6.3.1                     conduct installation of the Course(s) remotely. You will need to ensure that you download the remote access software identified by Kingshurst Multimedia and that your designated and competent technical contact is logged into the system and to provide all necessary access to the system through remote access and help and guidance for Kingshurst Multimedia to complete the installation; or

6.3.2                     conduct installation of the Course(s) on-site at the agreed premises location, PROVIDED, that all of Kingshurst Multimedia's requirements (including that of health and safety) which Kingshurst Multimedia may notify you of from time to time, have been complied with prior to the date of installation.  In the event of non-compliance of those requirements, Kingshurst Multimedia reserves the right not to conduct the installation on the agreed date of installation .  You will provide all necessary access to your premises and system and help and guidance for Kingshurst Multimedia to complete the installation; and

6.3.3                     you will confirm that the installation has been successfully completed after Kingshurst Multimedia has notified completion, and all issues must be raised within 14 days of notified completion of installation. 

6.3.4                     For the avoidance of doubt, prior to any installation of the Course(s) whether by you (or by Kingshurst Multimedia under clauses 6.3.1 and 6.3.2) it is your responsibility to ensure that your hardware and software meets the minimum system requirements notified to you by Kingshurst Multimedia.

 

7.                             Warranty and Liability

7.1                          Kingshurst Multimedia warrants that, as far as it is aware, the Use of the Course(s) will not infringe any valid Intellectual Property Rights of any third party.
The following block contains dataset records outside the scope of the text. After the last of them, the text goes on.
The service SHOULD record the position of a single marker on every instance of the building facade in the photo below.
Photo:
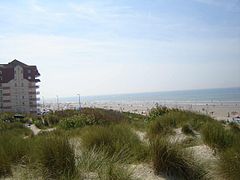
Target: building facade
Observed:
(18, 88)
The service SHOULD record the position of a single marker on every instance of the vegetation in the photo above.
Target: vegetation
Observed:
(114, 139)
(216, 136)
(102, 144)
(56, 157)
(169, 159)
(187, 129)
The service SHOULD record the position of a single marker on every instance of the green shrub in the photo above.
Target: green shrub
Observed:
(97, 161)
(77, 121)
(234, 128)
(172, 161)
(187, 129)
(114, 139)
(114, 172)
(229, 163)
(56, 156)
(158, 111)
(104, 114)
(51, 119)
(16, 148)
(216, 136)
(5, 165)
(156, 128)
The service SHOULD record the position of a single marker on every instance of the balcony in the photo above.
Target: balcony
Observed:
(37, 80)
(6, 94)
(34, 99)
(34, 93)
(35, 87)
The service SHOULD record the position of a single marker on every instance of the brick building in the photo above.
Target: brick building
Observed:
(18, 88)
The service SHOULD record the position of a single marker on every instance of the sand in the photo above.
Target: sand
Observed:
(217, 110)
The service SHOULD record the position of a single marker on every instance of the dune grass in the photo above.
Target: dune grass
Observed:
(55, 156)
(5, 164)
(187, 129)
(102, 165)
(216, 136)
(113, 139)
(171, 161)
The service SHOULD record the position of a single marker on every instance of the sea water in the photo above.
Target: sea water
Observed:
(224, 95)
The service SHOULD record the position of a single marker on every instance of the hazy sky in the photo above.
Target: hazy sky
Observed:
(97, 47)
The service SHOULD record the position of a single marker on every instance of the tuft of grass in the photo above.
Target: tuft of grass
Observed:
(216, 136)
(114, 172)
(98, 162)
(157, 129)
(5, 165)
(187, 129)
(55, 156)
(235, 128)
(229, 163)
(113, 139)
(172, 161)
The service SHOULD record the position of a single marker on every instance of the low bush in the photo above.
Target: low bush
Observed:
(78, 121)
(156, 128)
(216, 136)
(235, 128)
(104, 114)
(115, 172)
(55, 156)
(172, 161)
(5, 165)
(102, 165)
(187, 129)
(114, 139)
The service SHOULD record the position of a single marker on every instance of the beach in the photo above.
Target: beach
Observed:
(217, 110)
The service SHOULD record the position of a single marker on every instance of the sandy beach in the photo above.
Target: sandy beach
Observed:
(217, 110)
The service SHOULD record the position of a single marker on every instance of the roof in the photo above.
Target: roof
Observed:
(14, 63)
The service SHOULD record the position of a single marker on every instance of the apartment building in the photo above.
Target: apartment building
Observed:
(18, 88)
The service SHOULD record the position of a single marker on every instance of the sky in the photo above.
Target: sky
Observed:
(99, 47)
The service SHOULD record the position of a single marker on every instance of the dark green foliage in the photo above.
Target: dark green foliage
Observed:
(5, 165)
(113, 172)
(156, 128)
(234, 128)
(103, 114)
(56, 156)
(172, 161)
(113, 139)
(78, 121)
(51, 119)
(187, 129)
(158, 111)
(216, 136)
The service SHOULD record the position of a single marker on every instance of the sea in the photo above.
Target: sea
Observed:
(221, 95)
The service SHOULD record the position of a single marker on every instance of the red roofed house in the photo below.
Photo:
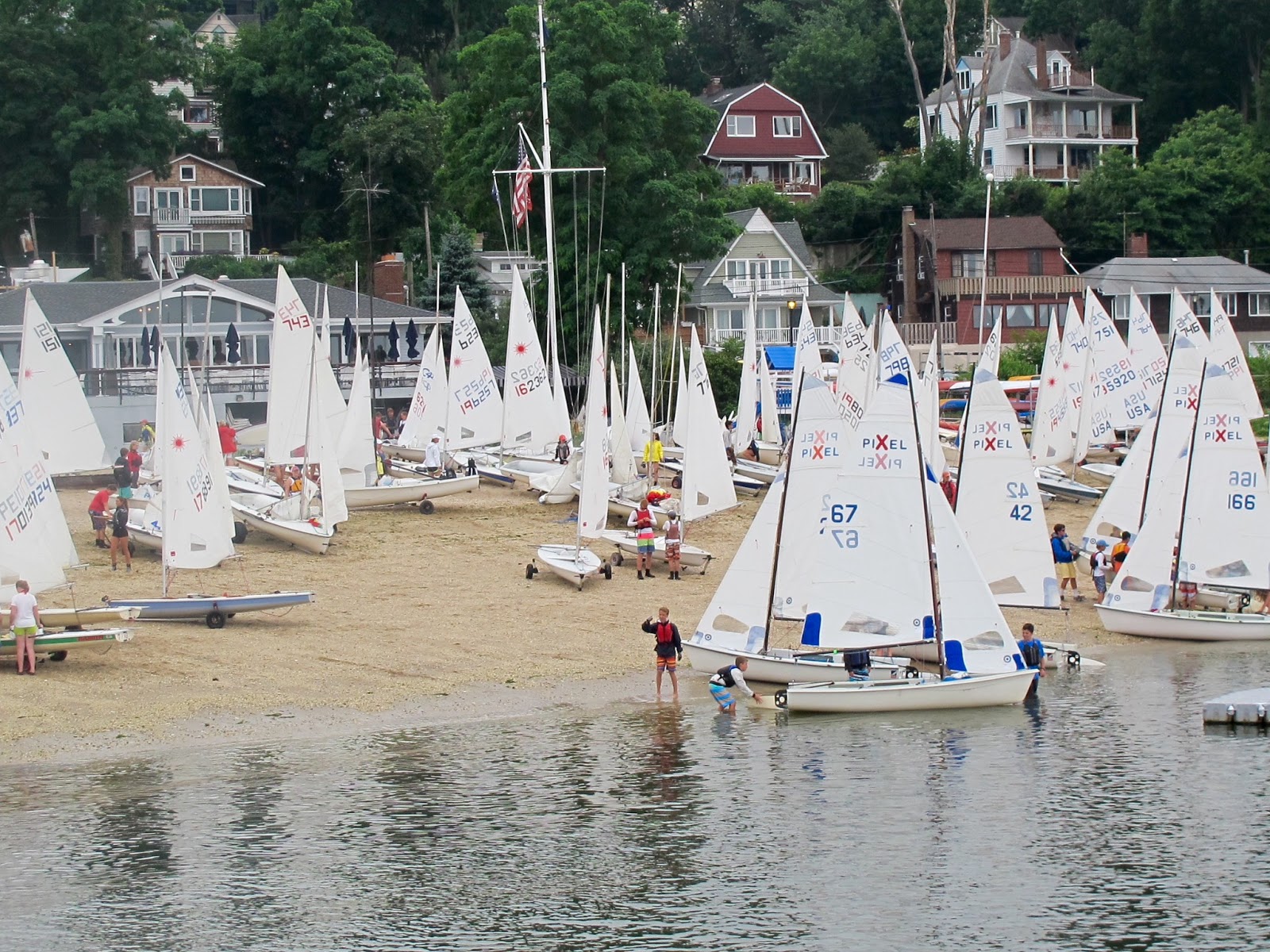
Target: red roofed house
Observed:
(764, 136)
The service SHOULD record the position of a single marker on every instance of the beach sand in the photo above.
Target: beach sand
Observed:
(414, 613)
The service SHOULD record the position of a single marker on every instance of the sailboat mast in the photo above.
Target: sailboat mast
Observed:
(780, 520)
(1191, 461)
(937, 617)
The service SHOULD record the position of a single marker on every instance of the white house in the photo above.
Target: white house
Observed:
(1043, 114)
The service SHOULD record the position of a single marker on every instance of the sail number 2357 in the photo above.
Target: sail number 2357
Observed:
(835, 520)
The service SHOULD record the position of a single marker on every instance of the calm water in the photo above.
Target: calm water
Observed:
(1103, 818)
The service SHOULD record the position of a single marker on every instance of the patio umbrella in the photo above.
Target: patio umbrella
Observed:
(394, 336)
(349, 340)
(412, 340)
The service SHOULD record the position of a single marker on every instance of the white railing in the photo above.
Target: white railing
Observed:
(768, 287)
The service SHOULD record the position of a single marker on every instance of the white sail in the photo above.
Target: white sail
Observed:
(194, 522)
(856, 378)
(638, 425)
(747, 399)
(429, 405)
(291, 355)
(61, 419)
(770, 432)
(708, 486)
(1146, 351)
(1162, 440)
(1052, 435)
(1226, 352)
(475, 414)
(736, 620)
(594, 489)
(356, 443)
(36, 543)
(870, 551)
(622, 467)
(999, 505)
(818, 448)
(529, 408)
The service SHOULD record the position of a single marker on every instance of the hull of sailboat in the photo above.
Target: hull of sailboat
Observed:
(57, 643)
(573, 565)
(1184, 625)
(899, 695)
(781, 666)
(203, 606)
(690, 556)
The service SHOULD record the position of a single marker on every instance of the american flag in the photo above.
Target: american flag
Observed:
(521, 202)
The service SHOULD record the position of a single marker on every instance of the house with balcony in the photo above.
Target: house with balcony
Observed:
(937, 274)
(198, 209)
(768, 263)
(764, 136)
(1043, 114)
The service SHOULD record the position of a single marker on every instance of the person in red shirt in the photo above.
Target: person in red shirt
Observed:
(229, 441)
(97, 511)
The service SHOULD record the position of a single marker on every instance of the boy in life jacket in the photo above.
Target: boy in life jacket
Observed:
(668, 649)
(732, 676)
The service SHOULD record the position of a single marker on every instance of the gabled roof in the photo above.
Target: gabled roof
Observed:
(967, 234)
(225, 165)
(1160, 276)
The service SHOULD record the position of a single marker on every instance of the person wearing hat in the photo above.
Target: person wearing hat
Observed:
(1099, 565)
(563, 450)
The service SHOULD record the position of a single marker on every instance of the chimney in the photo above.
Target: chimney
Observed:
(391, 278)
(908, 254)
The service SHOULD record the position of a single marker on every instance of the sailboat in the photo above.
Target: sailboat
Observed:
(893, 569)
(575, 564)
(1214, 533)
(54, 397)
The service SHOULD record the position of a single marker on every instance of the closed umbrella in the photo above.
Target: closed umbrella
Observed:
(349, 340)
(412, 340)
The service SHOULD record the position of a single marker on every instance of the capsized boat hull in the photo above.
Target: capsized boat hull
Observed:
(783, 666)
(899, 695)
(1185, 625)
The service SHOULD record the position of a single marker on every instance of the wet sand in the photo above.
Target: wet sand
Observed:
(416, 617)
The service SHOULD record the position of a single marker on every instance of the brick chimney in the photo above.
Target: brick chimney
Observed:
(391, 278)
(908, 254)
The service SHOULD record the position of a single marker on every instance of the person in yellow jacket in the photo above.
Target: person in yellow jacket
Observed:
(653, 459)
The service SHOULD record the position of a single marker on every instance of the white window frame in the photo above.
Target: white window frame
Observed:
(793, 126)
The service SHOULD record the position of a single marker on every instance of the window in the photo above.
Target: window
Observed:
(215, 200)
(787, 126)
(229, 243)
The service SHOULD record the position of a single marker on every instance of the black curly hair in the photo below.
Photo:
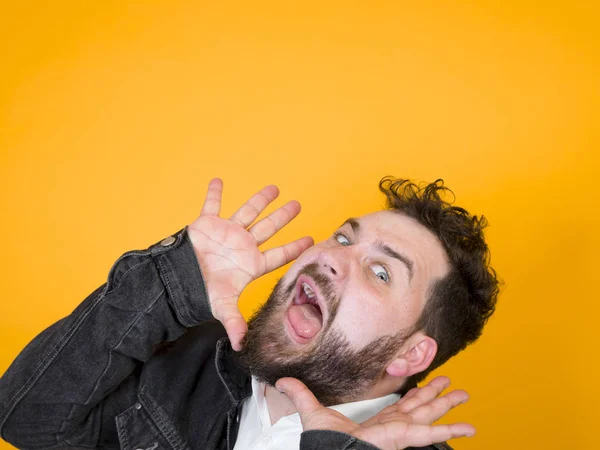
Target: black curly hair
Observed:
(458, 305)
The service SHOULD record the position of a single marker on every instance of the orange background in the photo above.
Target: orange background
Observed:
(114, 115)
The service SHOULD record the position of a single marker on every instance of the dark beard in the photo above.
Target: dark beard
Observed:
(333, 371)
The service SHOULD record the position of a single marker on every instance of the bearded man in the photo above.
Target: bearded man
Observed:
(159, 357)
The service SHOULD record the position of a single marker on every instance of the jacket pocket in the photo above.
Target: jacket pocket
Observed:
(137, 431)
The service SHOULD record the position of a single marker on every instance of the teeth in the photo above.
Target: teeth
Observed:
(308, 291)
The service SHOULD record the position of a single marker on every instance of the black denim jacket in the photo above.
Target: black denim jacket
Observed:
(141, 364)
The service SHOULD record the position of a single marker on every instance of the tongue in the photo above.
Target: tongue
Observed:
(306, 319)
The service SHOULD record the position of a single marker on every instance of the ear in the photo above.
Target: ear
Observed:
(416, 356)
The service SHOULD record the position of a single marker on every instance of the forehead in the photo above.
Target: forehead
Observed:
(403, 233)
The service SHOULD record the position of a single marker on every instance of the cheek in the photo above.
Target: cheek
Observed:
(363, 319)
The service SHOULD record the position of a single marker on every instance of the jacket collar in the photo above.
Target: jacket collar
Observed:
(234, 376)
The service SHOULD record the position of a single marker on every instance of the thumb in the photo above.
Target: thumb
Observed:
(304, 400)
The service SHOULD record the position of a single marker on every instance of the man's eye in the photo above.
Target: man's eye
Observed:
(380, 272)
(341, 239)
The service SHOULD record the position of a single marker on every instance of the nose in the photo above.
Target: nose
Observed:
(334, 262)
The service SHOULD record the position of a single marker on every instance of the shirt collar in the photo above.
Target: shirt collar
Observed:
(356, 411)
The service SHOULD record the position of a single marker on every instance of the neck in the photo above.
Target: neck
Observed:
(280, 405)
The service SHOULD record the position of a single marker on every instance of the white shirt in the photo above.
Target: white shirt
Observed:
(257, 433)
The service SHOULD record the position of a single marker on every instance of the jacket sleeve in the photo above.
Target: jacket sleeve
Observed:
(52, 394)
(334, 440)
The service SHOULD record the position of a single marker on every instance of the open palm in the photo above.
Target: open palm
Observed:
(406, 423)
(228, 252)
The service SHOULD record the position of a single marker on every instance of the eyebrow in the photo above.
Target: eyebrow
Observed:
(385, 249)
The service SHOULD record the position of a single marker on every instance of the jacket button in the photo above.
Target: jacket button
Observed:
(167, 241)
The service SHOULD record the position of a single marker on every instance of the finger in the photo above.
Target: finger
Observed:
(267, 227)
(434, 410)
(302, 398)
(212, 202)
(253, 207)
(423, 435)
(280, 256)
(425, 394)
(233, 321)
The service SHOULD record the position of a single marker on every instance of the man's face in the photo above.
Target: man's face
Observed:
(341, 313)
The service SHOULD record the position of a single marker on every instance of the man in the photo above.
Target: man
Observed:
(355, 322)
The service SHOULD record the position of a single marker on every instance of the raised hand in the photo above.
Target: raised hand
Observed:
(406, 423)
(228, 252)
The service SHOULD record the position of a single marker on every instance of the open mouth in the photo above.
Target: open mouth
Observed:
(306, 314)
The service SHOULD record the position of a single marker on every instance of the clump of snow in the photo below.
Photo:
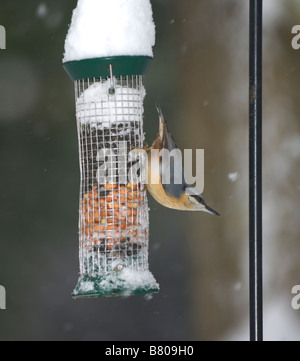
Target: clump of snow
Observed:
(42, 10)
(124, 283)
(96, 105)
(103, 28)
(233, 177)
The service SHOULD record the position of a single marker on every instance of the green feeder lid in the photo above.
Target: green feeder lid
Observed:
(100, 67)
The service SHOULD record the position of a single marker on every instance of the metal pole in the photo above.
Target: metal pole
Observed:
(255, 171)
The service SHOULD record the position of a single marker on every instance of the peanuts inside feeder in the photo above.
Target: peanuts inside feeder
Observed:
(113, 209)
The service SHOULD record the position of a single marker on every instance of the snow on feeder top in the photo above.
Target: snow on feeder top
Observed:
(107, 51)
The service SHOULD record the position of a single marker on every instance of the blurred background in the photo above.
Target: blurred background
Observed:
(199, 76)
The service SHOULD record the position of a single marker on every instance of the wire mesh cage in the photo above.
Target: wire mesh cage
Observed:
(113, 209)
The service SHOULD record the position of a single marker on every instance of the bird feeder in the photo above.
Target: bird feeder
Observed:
(113, 207)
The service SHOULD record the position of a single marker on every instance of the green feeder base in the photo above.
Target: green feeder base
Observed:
(139, 283)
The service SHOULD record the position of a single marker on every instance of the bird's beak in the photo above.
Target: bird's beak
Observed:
(210, 210)
(161, 122)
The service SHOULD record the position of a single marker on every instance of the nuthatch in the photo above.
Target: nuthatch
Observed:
(176, 196)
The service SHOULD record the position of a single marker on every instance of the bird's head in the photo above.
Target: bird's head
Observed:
(198, 204)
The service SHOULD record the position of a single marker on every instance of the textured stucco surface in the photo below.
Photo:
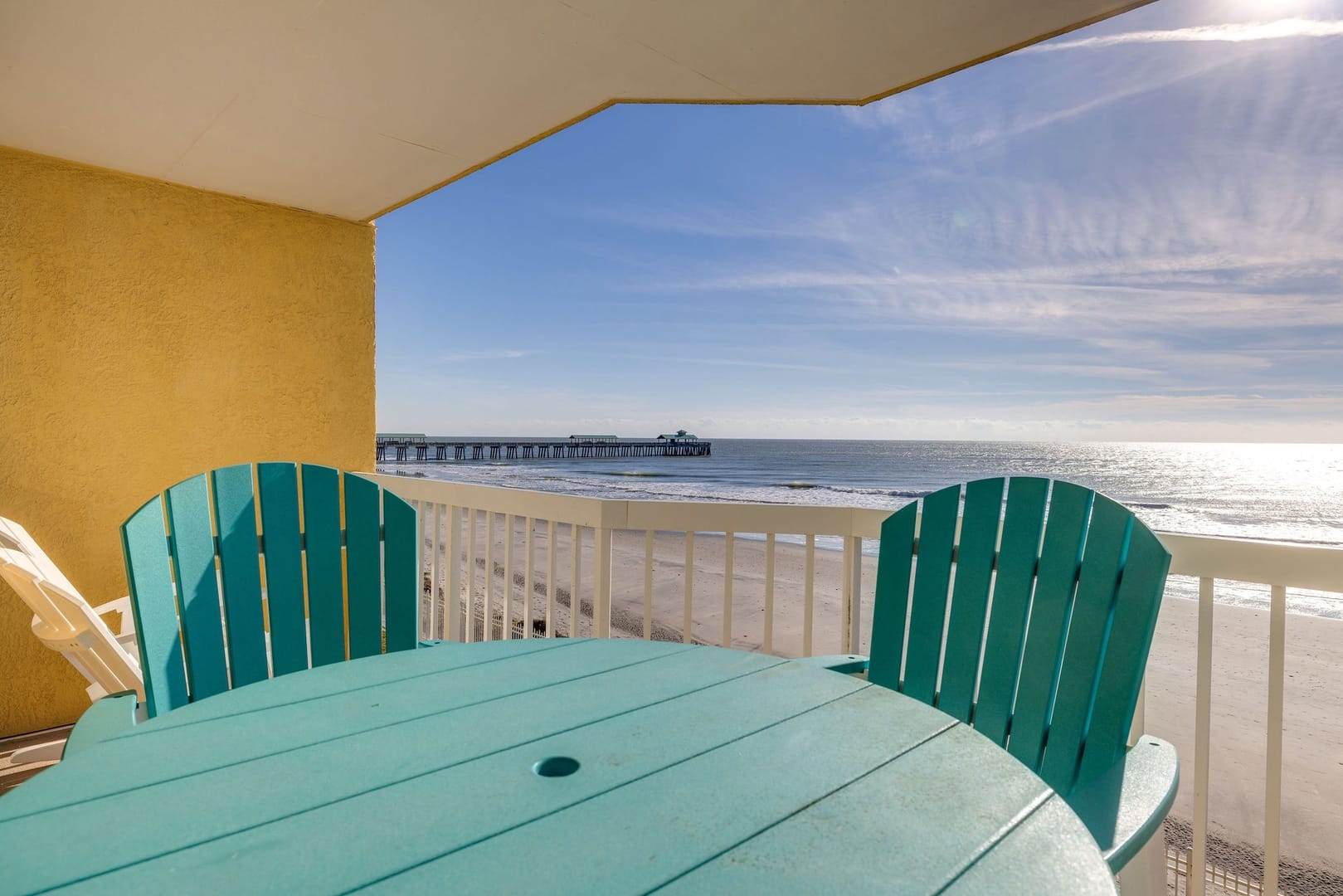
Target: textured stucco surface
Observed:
(151, 332)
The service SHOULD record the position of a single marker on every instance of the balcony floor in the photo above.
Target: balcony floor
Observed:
(13, 776)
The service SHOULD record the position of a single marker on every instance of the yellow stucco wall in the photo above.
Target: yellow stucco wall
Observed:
(149, 332)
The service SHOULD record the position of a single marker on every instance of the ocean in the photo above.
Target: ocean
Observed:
(1275, 492)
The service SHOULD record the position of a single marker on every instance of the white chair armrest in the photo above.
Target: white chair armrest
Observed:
(128, 618)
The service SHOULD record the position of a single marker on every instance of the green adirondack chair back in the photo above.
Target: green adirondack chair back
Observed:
(1068, 585)
(197, 570)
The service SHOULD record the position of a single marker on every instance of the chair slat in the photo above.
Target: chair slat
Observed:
(153, 606)
(325, 579)
(277, 485)
(892, 597)
(401, 572)
(236, 518)
(363, 567)
(1013, 585)
(970, 597)
(1126, 653)
(932, 577)
(197, 587)
(1054, 586)
(1103, 557)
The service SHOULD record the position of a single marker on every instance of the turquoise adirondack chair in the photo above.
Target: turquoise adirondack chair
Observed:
(1068, 585)
(202, 601)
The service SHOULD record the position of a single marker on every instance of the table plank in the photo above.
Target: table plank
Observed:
(405, 822)
(913, 824)
(700, 768)
(693, 811)
(1039, 859)
(271, 720)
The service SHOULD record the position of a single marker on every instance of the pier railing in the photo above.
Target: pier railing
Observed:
(796, 581)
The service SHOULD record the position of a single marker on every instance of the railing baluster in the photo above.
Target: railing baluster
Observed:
(1273, 774)
(809, 587)
(648, 585)
(768, 594)
(470, 575)
(549, 578)
(489, 575)
(434, 566)
(507, 627)
(453, 575)
(602, 582)
(575, 568)
(1202, 737)
(527, 578)
(421, 507)
(728, 540)
(689, 586)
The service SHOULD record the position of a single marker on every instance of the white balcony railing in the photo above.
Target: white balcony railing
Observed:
(796, 581)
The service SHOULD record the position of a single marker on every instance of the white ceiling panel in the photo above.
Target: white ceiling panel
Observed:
(351, 108)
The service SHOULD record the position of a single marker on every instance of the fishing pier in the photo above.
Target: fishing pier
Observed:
(414, 446)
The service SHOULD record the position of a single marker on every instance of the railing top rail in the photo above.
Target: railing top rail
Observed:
(1295, 566)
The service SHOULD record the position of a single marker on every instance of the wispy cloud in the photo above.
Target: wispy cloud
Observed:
(1230, 32)
(729, 362)
(488, 355)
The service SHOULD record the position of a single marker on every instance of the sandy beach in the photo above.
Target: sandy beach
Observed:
(1312, 738)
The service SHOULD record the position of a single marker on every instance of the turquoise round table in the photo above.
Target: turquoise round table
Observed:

Such warranty excludes, and Kingshurst Multimedia will not be liable for any defect or problem with the Course(s) if (i) used in a way which is not in accordance with Kingshurst Multimedia's recommended instructions and procedure; (ii) alterations are made to the Course(s) by persons who are not authorised by Kingshurst Multimedia; (iii) you are in material breach of this Agreement; or (iv) any third party products or software are connected to or operated with the Course(s) unless approved by Kingshurst Multimedia. Such warranty excludes and Kingshurst Multimedia will not be liable for, and you will indemnify Kingshurst Multimedia against, any liability for the consequences of your or your end user's use of the Course(s).   If Kingshurst Multimedia receives written notice from you of any breach of this warranty then Kingshurst Multimedia shall at its own expense either procure a licence from the third party or amend the Course(s) so that it is non-infringing.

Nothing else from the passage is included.